人工知能(AI)技術を組み込んだマルウェアの大規模な被害は、2019年時点では明らかになっていない。一方「学習するマルウェア」は既に登場している。AI技術を使った攻撃がセキュリティに与える影響について考える。
人工知能(AI)技術を駆使するマルウェア(以下、AIマルウェア)が、近いうちにサイバー犯罪集団の新兵器として加わる可能性がある。マルウェア対策製品を展開するMalwarebytesは、こうしたAIマルウェアをはじめとした、AI技術を利用したサイバー攻撃について調査を進めている。攻撃者は機械学習などのAI技術を利用することで、脆弱性(ぜいじゃくせい)のあるシステムの発見や、セキュリティ製品による検出のすり抜け、フィッシングなどの強化ができると、同社は主張する。
現時点でAIマルウェアによる大規模な被害は確認されていない。ただし同社は報告書で「自分たちの環境が攻撃される前に、AI技術を使った攻撃について理解して、対策を講じておいた方がいい」と指摘する。
例えば攻撃者がフィッシングにAI技術を利用した場合、何が可能になるのか。

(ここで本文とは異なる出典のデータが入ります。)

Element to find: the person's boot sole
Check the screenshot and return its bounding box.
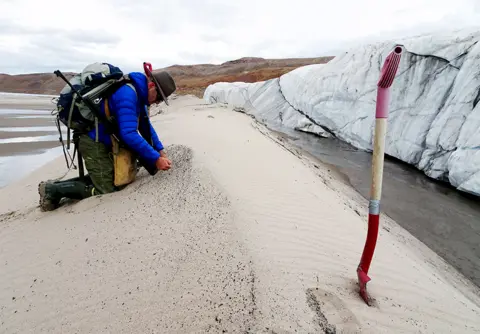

Malwarebytesの研究所でディレクターを務めるアダム・クジャワ氏によると、ソーシャルメディアからビッグデータを収集し、従来より説得力のある偽のメール文章を作成して、有害なWebサイトへのリンクのクリックを誘うことができる。
攻撃の検出効率を高めるために、AI技術の開発と使用に取り組んでいるセキュリティベンダーは少なくない。一方で2020年ごろには、サイバー犯罪集団によるAI技術の利用が増えるだろうとクジャワ氏は予想する。